The first female Secretary of State of the United States, Madeleine Korbel Albright, offers this personal memoir that explores her family history as well as Czechoslovakian history. Charting the dense history of the country prior, during, and after the Second World War, Albright narrates a detailed and informative account. By incorporating her own memories and accounts from multiple individuals she manages to showcase the state of affairs during this period. Her father Josef Korbel being a Czech diplomat at the time Albright’s personal life intertwined with the political sphere of Czechoslovakia. Thus, her memoir is as much a personal account as it is the history of the Czechoslovaks.
The memoir incorporates extensive research to offer more clarity to significant moments in Czechoslovakia history.

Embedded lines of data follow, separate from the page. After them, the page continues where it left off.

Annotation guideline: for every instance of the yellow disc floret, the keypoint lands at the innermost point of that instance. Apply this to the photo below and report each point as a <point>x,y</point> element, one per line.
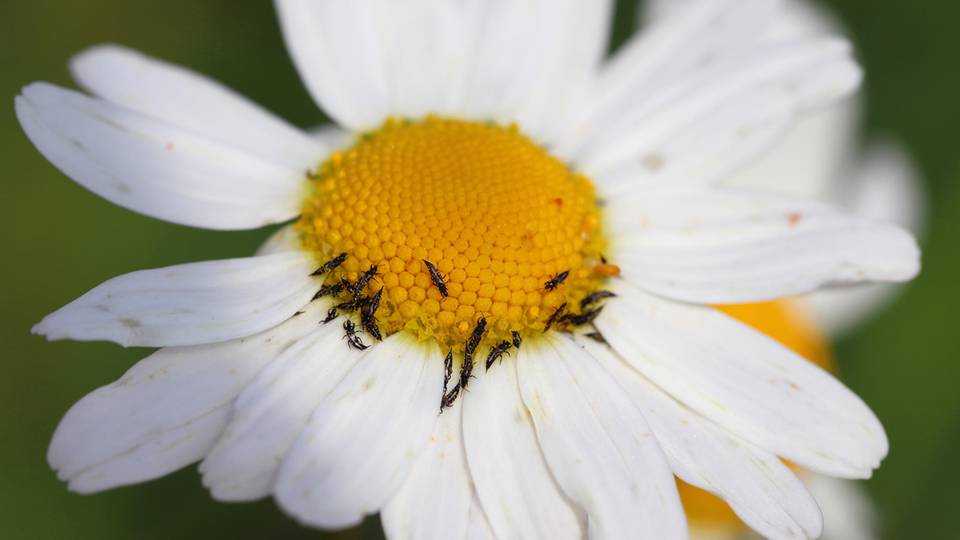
<point>498,218</point>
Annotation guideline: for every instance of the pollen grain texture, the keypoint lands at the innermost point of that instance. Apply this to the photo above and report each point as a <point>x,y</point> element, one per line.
<point>495,213</point>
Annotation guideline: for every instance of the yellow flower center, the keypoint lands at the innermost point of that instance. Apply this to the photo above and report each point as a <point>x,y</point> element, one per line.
<point>510,232</point>
<point>786,322</point>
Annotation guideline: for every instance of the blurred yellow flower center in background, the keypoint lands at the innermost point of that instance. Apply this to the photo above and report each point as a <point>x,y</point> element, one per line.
<point>787,322</point>
<point>496,215</point>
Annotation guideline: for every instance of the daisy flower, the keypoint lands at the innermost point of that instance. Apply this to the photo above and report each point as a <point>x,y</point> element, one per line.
<point>819,157</point>
<point>491,314</point>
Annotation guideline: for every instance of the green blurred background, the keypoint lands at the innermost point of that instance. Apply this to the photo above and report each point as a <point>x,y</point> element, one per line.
<point>60,240</point>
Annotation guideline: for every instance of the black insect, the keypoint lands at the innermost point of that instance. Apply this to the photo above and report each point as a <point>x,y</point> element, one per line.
<point>471,347</point>
<point>332,264</point>
<point>334,289</point>
<point>497,352</point>
<point>447,370</point>
<point>331,315</point>
<point>556,280</point>
<point>595,297</point>
<point>353,340</point>
<point>556,317</point>
<point>596,336</point>
<point>437,277</point>
<point>367,315</point>
<point>466,370</point>
<point>586,317</point>
<point>362,282</point>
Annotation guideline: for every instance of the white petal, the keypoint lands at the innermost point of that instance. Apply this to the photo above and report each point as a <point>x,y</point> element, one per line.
<point>746,382</point>
<point>598,445</point>
<point>702,93</point>
<point>510,61</point>
<point>848,514</point>
<point>721,246</point>
<point>757,486</point>
<point>435,501</point>
<point>188,304</point>
<point>271,413</point>
<point>531,60</point>
<point>335,49</point>
<point>164,413</point>
<point>478,527</point>
<point>674,129</point>
<point>809,157</point>
<point>516,491</point>
<point>332,136</point>
<point>176,95</point>
<point>885,186</point>
<point>155,167</point>
<point>284,240</point>
<point>363,438</point>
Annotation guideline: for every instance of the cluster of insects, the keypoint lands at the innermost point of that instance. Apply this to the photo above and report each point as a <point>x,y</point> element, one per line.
<point>466,368</point>
<point>562,317</point>
<point>352,299</point>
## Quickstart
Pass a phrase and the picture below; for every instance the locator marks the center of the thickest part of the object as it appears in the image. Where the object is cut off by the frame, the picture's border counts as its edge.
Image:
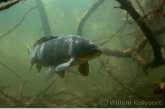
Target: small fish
(58, 53)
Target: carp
(57, 53)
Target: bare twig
(18, 22)
(86, 15)
(116, 31)
(158, 59)
(24, 80)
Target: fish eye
(87, 47)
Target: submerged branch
(158, 59)
(24, 80)
(43, 16)
(121, 82)
(86, 15)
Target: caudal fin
(30, 53)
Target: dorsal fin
(44, 39)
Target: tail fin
(48, 75)
(30, 52)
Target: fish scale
(58, 53)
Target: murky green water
(63, 17)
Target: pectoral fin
(63, 66)
(38, 67)
(61, 74)
(84, 69)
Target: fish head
(86, 50)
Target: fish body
(58, 53)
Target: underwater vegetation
(130, 72)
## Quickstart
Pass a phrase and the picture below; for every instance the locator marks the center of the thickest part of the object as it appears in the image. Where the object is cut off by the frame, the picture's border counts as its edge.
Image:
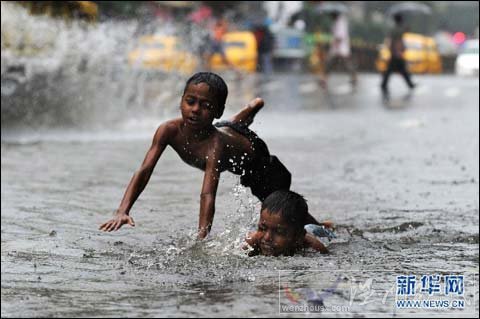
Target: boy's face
(277, 235)
(198, 106)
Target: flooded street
(400, 182)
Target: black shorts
(265, 174)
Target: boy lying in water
(213, 148)
(281, 228)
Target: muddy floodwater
(401, 183)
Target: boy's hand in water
(116, 222)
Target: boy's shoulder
(168, 129)
(170, 126)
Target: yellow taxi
(421, 55)
(240, 50)
(163, 53)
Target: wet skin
(199, 144)
(276, 236)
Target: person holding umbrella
(340, 47)
(397, 61)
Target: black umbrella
(405, 7)
(329, 7)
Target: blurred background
(60, 60)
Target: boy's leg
(311, 220)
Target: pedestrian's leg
(406, 75)
(351, 69)
(328, 67)
(386, 76)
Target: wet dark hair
(291, 206)
(216, 86)
(398, 18)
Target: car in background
(290, 48)
(164, 53)
(240, 50)
(421, 55)
(467, 60)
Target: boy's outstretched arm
(247, 114)
(139, 180)
(209, 192)
(311, 241)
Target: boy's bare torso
(231, 149)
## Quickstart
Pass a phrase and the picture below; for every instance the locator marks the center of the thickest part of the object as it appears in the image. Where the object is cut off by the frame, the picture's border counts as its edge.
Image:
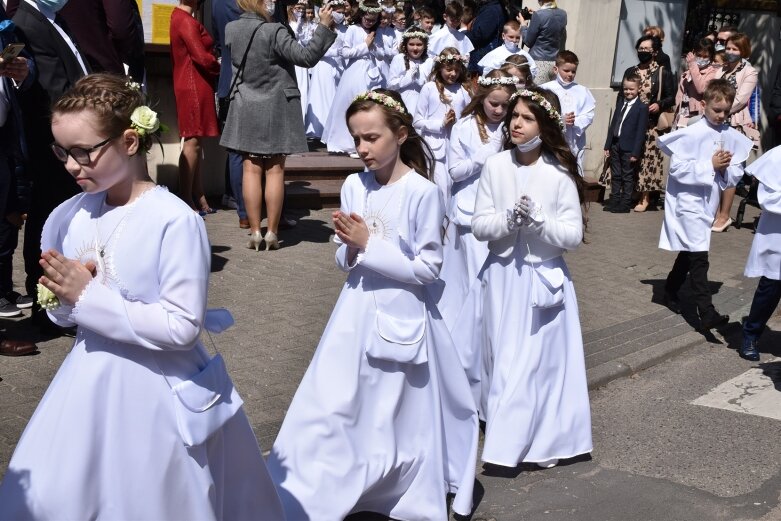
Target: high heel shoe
(255, 240)
(272, 242)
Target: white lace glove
(521, 213)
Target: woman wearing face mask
(700, 70)
(741, 75)
(264, 122)
(657, 90)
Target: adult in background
(195, 69)
(60, 65)
(543, 34)
(775, 109)
(657, 90)
(224, 12)
(699, 71)
(661, 58)
(485, 31)
(264, 121)
(741, 75)
(18, 73)
(109, 33)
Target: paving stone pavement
(282, 300)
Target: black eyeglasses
(80, 155)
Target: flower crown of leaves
(414, 33)
(447, 58)
(366, 9)
(545, 104)
(504, 80)
(382, 99)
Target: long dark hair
(553, 142)
(414, 151)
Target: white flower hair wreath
(414, 34)
(451, 58)
(487, 82)
(382, 99)
(545, 104)
(366, 9)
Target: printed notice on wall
(156, 15)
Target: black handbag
(224, 103)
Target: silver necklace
(101, 249)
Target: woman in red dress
(195, 71)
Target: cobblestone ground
(282, 299)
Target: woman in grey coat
(264, 121)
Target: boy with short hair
(705, 159)
(426, 19)
(511, 36)
(449, 35)
(577, 103)
(624, 144)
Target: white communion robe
(447, 37)
(496, 58)
(408, 82)
(361, 73)
(323, 81)
(691, 198)
(463, 255)
(382, 420)
(535, 397)
(764, 259)
(429, 122)
(103, 442)
(577, 99)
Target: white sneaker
(549, 464)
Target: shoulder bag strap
(240, 70)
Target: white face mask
(562, 82)
(533, 144)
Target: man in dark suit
(110, 34)
(624, 144)
(16, 74)
(59, 67)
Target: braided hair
(111, 98)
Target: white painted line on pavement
(756, 392)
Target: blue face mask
(533, 144)
(52, 5)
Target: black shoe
(748, 350)
(672, 303)
(713, 321)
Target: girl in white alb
(410, 69)
(528, 209)
(361, 73)
(383, 420)
(475, 137)
(325, 77)
(128, 263)
(440, 104)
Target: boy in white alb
(577, 103)
(764, 260)
(511, 36)
(449, 35)
(705, 159)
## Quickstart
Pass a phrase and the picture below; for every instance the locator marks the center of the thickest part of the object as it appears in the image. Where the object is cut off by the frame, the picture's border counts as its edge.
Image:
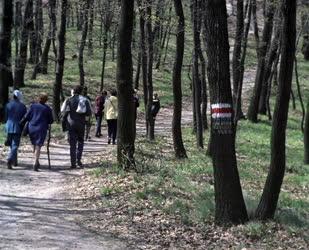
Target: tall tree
(6, 13)
(262, 50)
(236, 61)
(83, 43)
(230, 205)
(180, 151)
(268, 203)
(60, 59)
(21, 58)
(126, 135)
(39, 37)
(50, 39)
(197, 81)
(149, 37)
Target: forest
(223, 164)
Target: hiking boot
(80, 164)
(36, 167)
(9, 164)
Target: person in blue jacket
(14, 112)
(39, 117)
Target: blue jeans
(14, 140)
(76, 140)
(98, 125)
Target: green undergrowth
(185, 188)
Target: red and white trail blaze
(221, 114)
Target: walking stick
(47, 146)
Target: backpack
(81, 108)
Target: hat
(18, 94)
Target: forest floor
(103, 207)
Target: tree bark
(90, 35)
(230, 205)
(196, 5)
(268, 203)
(263, 47)
(149, 45)
(126, 135)
(50, 39)
(83, 43)
(39, 38)
(6, 14)
(180, 151)
(236, 61)
(60, 60)
(21, 59)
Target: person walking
(14, 112)
(98, 111)
(88, 118)
(39, 117)
(76, 110)
(111, 115)
(155, 106)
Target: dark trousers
(14, 141)
(98, 124)
(76, 140)
(112, 129)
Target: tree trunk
(263, 46)
(32, 34)
(60, 60)
(149, 36)
(143, 53)
(230, 205)
(90, 35)
(50, 37)
(237, 108)
(196, 5)
(180, 151)
(138, 70)
(6, 14)
(306, 136)
(21, 59)
(39, 39)
(236, 61)
(126, 135)
(268, 203)
(269, 60)
(83, 43)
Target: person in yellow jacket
(111, 115)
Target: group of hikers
(76, 113)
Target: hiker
(76, 110)
(88, 118)
(39, 117)
(136, 102)
(111, 115)
(155, 106)
(98, 111)
(14, 112)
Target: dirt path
(35, 210)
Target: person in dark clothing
(39, 117)
(155, 106)
(111, 114)
(77, 109)
(88, 118)
(14, 112)
(99, 111)
(136, 102)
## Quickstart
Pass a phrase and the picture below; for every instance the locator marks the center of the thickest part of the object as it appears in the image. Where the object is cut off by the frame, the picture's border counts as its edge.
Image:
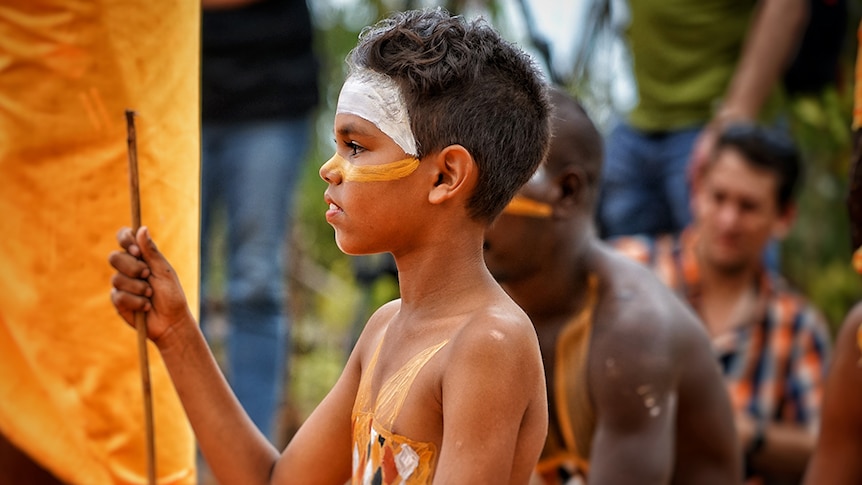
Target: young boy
(438, 124)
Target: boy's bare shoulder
(500, 334)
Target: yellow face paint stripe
(522, 206)
(371, 173)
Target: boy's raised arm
(145, 281)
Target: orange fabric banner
(70, 386)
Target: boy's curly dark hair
(463, 84)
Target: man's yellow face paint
(524, 206)
(371, 173)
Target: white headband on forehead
(376, 98)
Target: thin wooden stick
(140, 318)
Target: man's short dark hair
(767, 149)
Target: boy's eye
(355, 149)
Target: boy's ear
(454, 174)
(569, 190)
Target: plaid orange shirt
(775, 366)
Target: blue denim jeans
(645, 186)
(251, 169)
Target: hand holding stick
(140, 317)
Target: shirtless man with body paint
(635, 394)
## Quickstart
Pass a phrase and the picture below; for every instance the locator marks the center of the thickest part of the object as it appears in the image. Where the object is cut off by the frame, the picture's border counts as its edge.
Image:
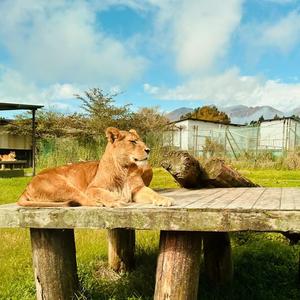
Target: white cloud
(231, 88)
(283, 2)
(283, 34)
(15, 89)
(59, 41)
(197, 32)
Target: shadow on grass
(264, 269)
(103, 283)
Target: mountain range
(240, 114)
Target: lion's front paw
(163, 201)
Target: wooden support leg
(121, 247)
(54, 263)
(178, 265)
(217, 257)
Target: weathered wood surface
(54, 263)
(178, 265)
(227, 209)
(121, 247)
(217, 257)
(190, 173)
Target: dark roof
(15, 106)
(207, 121)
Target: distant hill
(239, 114)
(177, 113)
(295, 111)
(242, 114)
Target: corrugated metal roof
(207, 121)
(15, 106)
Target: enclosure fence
(276, 139)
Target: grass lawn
(265, 265)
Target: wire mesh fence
(277, 138)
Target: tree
(49, 124)
(208, 113)
(102, 111)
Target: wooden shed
(23, 146)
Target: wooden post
(217, 257)
(178, 265)
(121, 247)
(33, 143)
(54, 263)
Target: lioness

Thus, explores the complex history of Prague that is less known outside of the country or rather by foreigners for that matter. Accordingly, Albright’s father being a supporter of the Czechoslovak government in exile she gives a glimpse into key figures such as Tomáš Garrigue Masaryk and Edvard Beneš. Henceforth showcases how the Nazi invasion and the country operating as government-in-exile affected her private sphere and the public sphere. In essence, the story becomes an immigrant narrative, as the Korbel family had to integrate into British society from 1939 to 1945.
Additionally, while the memoir demonstrates the lives of exiled leaders and Czech immigrants during World War II it also discloses more about her heritage. Albright reveals the family history surrounding their religion as they were of Jewish heritage and later converted to Catholicism. In consequence, it shows how the hidden truth about her Jewish background held so much weight during that period. This revelation that only came out in her adulthood resonates and has more significance seeing part of her family were victims of the Holocaust. Thus, illustrates the intensity of the political struggle and the tensions in Czechoslovakia that forced major choices to be made for and by the people.